Publication year - 1999
Publication title -
annals of the new york academy of sciences
Language(s) - English
Resource type - Journals
SCImago Journal Rank - 1.712
H-Index - 248
eISSN - 1749-6632
pISSN - 0077-8923
DOI - 10.1111/j.1749-6632.1999.tb08505.x
Subject(s) - insulin , transplantation , in vitro , in vivo , diabetes mellitus , cell culture , endocrinology , secretion , chemistry , medicine , pancreas , biology , biochemistry , microbiology and biotechnology , genetics
In this study, insulin secretion function of INS‐1 cells immunoisolated in microcapsules was evaluated.
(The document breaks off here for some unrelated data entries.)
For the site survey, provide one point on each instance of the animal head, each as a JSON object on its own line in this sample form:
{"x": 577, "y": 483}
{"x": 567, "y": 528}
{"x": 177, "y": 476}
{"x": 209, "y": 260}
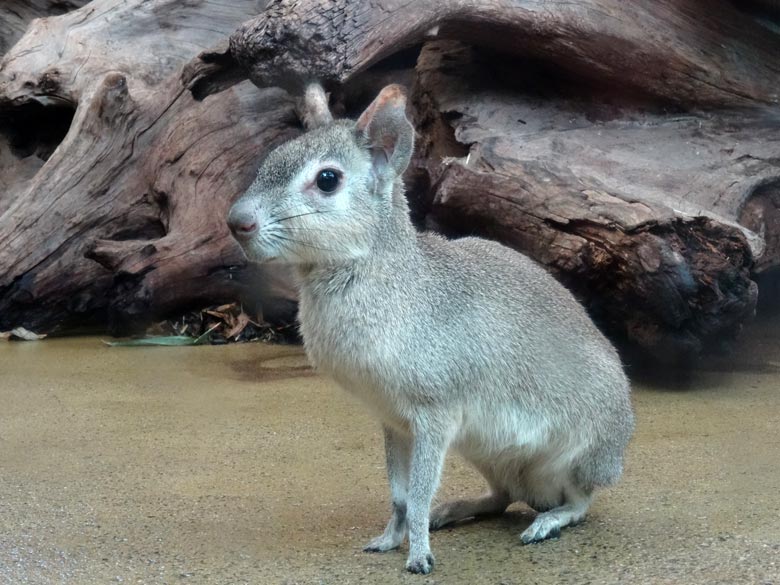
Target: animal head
{"x": 324, "y": 196}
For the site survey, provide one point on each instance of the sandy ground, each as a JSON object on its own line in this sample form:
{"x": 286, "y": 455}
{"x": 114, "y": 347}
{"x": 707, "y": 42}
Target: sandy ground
{"x": 236, "y": 464}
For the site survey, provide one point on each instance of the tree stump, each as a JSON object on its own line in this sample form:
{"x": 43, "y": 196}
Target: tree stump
{"x": 630, "y": 146}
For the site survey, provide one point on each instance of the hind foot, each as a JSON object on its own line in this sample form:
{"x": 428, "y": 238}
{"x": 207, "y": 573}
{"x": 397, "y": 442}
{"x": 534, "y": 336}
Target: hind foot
{"x": 450, "y": 512}
{"x": 549, "y": 524}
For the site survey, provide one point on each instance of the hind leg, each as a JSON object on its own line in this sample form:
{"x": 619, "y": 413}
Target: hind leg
{"x": 491, "y": 504}
{"x": 548, "y": 524}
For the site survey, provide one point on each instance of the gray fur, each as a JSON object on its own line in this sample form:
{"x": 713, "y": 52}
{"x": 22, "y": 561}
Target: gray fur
{"x": 464, "y": 344}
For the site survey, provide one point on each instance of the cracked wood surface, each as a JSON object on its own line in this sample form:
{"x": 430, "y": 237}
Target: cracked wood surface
{"x": 124, "y": 220}
{"x": 677, "y": 50}
{"x": 636, "y": 210}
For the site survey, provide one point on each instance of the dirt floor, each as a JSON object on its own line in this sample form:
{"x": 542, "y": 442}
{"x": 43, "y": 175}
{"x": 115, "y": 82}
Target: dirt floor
{"x": 236, "y": 464}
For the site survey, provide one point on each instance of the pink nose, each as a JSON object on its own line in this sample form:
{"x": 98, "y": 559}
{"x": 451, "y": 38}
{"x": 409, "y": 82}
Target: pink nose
{"x": 241, "y": 223}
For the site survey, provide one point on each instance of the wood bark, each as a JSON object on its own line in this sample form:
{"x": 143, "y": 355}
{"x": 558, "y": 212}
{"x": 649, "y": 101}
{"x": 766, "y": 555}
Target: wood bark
{"x": 655, "y": 215}
{"x": 637, "y": 215}
{"x": 630, "y": 146}
{"x": 683, "y": 51}
{"x": 16, "y": 15}
{"x": 123, "y": 220}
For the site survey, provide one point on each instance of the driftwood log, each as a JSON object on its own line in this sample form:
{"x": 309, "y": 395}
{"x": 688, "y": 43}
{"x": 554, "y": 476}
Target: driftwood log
{"x": 630, "y": 146}
{"x": 112, "y": 209}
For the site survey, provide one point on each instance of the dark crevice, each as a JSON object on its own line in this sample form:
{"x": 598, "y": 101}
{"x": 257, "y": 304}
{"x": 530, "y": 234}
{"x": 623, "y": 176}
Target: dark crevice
{"x": 32, "y": 129}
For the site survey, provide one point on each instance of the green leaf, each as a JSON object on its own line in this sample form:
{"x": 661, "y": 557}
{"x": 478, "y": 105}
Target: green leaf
{"x": 170, "y": 340}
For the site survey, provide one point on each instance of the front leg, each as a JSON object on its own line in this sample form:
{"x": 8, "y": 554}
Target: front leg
{"x": 397, "y": 453}
{"x": 429, "y": 446}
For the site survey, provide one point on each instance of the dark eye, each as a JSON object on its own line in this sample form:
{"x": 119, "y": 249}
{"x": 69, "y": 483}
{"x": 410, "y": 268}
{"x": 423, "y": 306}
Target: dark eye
{"x": 328, "y": 180}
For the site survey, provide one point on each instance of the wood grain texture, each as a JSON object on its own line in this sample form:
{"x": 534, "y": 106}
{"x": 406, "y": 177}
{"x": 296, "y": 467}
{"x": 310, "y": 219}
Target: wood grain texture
{"x": 636, "y": 210}
{"x": 685, "y": 51}
{"x": 123, "y": 221}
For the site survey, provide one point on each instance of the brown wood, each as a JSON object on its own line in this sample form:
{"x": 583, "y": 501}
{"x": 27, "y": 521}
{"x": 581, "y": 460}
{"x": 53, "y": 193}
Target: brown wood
{"x": 630, "y": 146}
{"x": 638, "y": 213}
{"x": 16, "y": 15}
{"x": 123, "y": 220}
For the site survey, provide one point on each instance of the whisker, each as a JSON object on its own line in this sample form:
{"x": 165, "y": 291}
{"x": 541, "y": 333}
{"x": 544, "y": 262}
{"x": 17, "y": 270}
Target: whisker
{"x": 293, "y": 240}
{"x": 317, "y": 212}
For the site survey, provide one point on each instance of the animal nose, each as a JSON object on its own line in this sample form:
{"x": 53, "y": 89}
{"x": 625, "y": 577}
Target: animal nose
{"x": 242, "y": 223}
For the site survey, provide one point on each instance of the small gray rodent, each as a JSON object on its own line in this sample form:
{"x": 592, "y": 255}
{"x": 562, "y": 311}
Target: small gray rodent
{"x": 464, "y": 344}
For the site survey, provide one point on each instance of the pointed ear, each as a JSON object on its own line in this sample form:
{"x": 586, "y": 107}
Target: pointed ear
{"x": 387, "y": 132}
{"x": 315, "y": 111}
Following encapsulation, the immunoisolated INS‐1 cells continued to propagate and flourish within the microcapsules during the entire two‐month in vitro incubation period. The insulin secretion from encapsulated INS‐1 cells following seven days of in vitro culture increased from 1.6 ± 0.2 ng/2H/10 6 cells in a glucose‐free medium to 11.5 ± 2.1 ng/2h/10 6 cells at 16.7 mM glucose. In vivo , transplants of 1.2 × 10 7 cells into each of six diabetic C57BL/6 mice resulted in the restoration of normoglycemia in all graft recipients for up to 60 days post transplantation. most capsules recovered from two animals 30 days post tarnsplantation were free of cell overgrowth and physically intact. Immunostaining for insulin of the cells within the recovered capsules clearly indicated the presence of insulin. The presented data demonstrate the potential use of an immunoisolated β‐cell line for the treatment of diabetes.